Abstract
South Korea has successfully established its trademark as the world’s most connected nation with the fastest Internet and a diverse digital economy. Yet it has also been confronted with an exponential growth of malicious cyber operations and a lack of adequate incident response mechanisms in persistent interstate conflicts in East Asia, increasing the risks of misperception, miscommunication, and miscalculation. During the COVID-19 pandemic, these operations have further accelerated in the region, catalysing the political will to build national and global resilience. This paper traces the legislative, institutional, and strategic adjustments the South Korean state has made to secure its digital transformation against cyber threats. Subsequently, it illustrates the preferences and limits of its bilateral, plurilateral, regional, and multilateral cyber diplomacy and the promises and perils of its cooperation with the European Union on information and communications technologies and research, Internet governance, cybercrime, and cybernorms. Drawing on analyses of primary sources and evidence gathered through interviews with bureaucrats, diplomats, and non-governmental experts, the study purports that Seoul has built an advanced cyber resilience architecture whose effectiveness could be further increased by greater information sharing and coordination between institutions among and within the three pillars governing the protection of South Korea’s public, private, and military sector networks. Its cyber diplomacy is primarily found to be a component of its efforts to enhance its domestic cyber resilience, which requires walking a diplomatic tightrope between cultivating its security alliance with the US and its economic partnership with China while seeking greater strategic autonomy. Amidst uncertainty over US security guarantees and an escalating US-China conflict, South Korea’s strategic partnership with the European Union and their cyber dialogues have become a vital part of successfully managing this balancing act.
Key points
- In the past decade, South Korea advanced multi-layered measures enhancing cyber resilience in its national security strategies and Defence White Papers and in sector-specific documents such as the Comprehensive Countermeasures of 2009, 2013, and 2015 and the 2011 National Cyber Security Master Plan. These were developed only in reaction to severe cyberattacks against its computer networks and it took Seoul until 2019 to develop a full-fledged national cybersecurity strategy. Its ubiquitous use of new surveillance technologies to counter crime and espionage, and recently to combat the COVID-19 pandemic, has enjoyed broad public acceptance but was challenged by digital rights groups.
- As one of the world’s leading digital economies, South Korea has become a top target of transnational cybercrime and cyber-enabled espionage. Most importantly, its enduring antagonist, North Korea, has developed sophisticated capabilities to conduct cyberattacks as part of its asymmetric warfare and for espionage and financial purposes. Seoul’s cyber policy will therefore continue to focus on protecting its networks against attacks from the North.
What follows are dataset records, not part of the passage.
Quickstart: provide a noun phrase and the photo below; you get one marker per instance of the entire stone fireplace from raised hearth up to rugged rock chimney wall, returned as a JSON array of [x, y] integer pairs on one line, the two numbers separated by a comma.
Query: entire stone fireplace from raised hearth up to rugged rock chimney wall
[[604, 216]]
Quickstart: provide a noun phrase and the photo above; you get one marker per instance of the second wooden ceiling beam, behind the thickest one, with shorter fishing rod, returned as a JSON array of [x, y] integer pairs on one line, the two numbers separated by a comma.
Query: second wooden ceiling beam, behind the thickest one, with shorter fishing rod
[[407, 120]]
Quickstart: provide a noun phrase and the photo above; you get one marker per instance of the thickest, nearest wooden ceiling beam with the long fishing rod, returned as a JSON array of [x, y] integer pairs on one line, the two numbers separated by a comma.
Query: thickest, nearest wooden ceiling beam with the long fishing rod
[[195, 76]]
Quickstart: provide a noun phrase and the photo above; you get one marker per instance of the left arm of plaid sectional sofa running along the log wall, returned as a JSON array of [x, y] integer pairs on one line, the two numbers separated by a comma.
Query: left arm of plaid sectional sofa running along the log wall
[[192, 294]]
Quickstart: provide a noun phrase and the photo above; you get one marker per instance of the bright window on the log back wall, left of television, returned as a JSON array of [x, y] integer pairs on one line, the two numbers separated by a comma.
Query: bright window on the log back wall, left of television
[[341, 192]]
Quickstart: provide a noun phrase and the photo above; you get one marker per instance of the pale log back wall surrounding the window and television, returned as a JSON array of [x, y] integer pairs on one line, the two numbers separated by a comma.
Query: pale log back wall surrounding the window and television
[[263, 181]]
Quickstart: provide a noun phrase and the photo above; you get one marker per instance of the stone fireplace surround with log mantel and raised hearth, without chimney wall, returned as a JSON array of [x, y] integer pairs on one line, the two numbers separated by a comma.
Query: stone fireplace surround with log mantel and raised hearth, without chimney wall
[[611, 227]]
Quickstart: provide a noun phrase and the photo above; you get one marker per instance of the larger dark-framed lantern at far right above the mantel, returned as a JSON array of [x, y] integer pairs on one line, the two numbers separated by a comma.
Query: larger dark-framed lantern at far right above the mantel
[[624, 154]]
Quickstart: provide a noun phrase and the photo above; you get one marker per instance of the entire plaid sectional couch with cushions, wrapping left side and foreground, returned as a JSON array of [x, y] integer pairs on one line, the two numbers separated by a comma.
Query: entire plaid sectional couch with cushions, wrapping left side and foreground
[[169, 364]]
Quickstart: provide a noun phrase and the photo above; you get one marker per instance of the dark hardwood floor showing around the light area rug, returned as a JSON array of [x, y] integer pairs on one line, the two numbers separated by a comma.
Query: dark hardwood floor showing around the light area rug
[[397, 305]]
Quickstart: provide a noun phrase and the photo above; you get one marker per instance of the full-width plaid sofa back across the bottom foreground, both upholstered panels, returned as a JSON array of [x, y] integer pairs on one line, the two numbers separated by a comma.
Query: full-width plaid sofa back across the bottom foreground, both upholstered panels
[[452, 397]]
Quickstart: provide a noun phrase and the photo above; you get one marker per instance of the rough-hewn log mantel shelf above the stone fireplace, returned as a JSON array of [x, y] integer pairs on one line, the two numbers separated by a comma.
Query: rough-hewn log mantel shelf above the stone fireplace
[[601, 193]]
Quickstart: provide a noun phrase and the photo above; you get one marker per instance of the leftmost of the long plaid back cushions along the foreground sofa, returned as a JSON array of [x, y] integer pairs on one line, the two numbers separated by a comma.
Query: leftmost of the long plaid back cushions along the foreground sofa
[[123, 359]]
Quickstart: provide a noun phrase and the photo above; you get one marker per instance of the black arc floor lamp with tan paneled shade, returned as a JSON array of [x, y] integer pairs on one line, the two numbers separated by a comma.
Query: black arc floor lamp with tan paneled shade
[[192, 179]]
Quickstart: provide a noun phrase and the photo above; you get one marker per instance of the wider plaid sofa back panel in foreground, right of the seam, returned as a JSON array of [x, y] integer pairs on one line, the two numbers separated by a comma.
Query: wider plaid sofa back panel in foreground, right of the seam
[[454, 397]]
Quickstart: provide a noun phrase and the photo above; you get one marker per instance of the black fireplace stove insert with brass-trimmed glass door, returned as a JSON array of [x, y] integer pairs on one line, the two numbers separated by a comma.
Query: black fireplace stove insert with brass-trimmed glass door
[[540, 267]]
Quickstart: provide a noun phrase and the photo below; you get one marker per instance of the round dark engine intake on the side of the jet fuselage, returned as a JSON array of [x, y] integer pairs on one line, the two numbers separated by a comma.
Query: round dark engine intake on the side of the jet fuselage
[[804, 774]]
- Seoul recognised that protecting its domestic computer networks requires creating a global normative framework for responsible behaviour in cyberspace. South Korean diplomats have therefore promoted the rule of law, confidence building measures and capacity building in cyberspace and evolved as brokers in multilateral negotiations on cybersecurity norms.
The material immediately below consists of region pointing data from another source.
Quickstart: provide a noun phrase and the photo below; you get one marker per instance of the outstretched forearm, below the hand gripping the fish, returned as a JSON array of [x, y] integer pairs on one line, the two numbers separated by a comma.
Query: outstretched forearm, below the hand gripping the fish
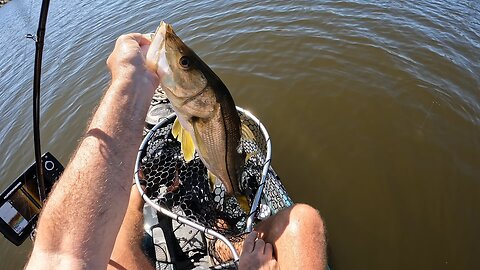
[[86, 209]]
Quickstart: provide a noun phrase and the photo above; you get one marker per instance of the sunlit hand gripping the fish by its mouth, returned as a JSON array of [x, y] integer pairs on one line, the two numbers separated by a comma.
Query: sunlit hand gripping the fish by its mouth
[[127, 62]]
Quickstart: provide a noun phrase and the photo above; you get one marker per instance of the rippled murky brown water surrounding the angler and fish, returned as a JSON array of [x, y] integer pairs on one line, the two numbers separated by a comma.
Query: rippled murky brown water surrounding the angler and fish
[[373, 108]]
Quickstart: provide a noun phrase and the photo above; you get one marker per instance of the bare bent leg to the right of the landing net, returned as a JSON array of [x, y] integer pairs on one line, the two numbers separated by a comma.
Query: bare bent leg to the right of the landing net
[[297, 235]]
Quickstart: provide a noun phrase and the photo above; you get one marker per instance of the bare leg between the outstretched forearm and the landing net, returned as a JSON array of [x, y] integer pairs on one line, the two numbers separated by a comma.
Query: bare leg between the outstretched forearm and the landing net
[[127, 252]]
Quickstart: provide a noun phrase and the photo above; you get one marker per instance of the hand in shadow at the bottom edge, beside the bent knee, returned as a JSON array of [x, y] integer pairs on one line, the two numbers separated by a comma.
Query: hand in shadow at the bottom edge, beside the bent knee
[[257, 254]]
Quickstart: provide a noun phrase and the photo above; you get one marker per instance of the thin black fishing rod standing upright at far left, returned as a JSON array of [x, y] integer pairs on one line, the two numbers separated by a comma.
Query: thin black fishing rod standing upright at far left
[[39, 41]]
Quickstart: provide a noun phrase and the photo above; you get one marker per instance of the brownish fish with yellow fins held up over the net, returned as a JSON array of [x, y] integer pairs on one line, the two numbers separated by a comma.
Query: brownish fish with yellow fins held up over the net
[[207, 119]]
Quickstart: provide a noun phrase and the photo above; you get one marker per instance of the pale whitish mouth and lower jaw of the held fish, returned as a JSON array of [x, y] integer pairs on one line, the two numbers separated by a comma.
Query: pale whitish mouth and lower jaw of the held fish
[[157, 55]]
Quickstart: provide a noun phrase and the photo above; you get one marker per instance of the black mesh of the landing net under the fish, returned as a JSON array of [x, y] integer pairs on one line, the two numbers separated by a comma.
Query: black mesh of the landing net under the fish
[[184, 188]]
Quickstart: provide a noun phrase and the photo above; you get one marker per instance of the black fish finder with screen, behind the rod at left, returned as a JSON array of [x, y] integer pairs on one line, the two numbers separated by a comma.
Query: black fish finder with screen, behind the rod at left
[[20, 203]]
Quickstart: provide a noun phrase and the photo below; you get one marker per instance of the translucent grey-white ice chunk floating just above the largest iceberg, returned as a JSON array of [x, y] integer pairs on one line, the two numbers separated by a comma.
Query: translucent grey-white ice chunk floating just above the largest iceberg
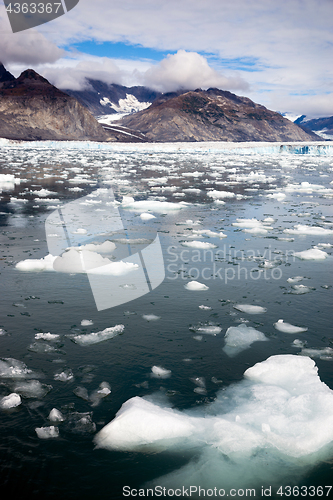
[[239, 338]]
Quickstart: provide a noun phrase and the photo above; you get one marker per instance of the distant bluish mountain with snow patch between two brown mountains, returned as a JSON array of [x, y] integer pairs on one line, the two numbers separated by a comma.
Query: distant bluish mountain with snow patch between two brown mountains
[[99, 96]]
- South Korea and the European Union, strategic partners engaged in a Cyber Dialogue and an ICT Dialogue, share a strong interest in a rules-based order in cyberspace, yet hold independent views on the best institutional shape of this order, as evidenced by Seoul’s reluctance to join the Budapest Convention on Cybercrime. The two tracks should be used to identify priority common concerns and ways to promote those in their respective regions and jointly at global institutions like the United Nations.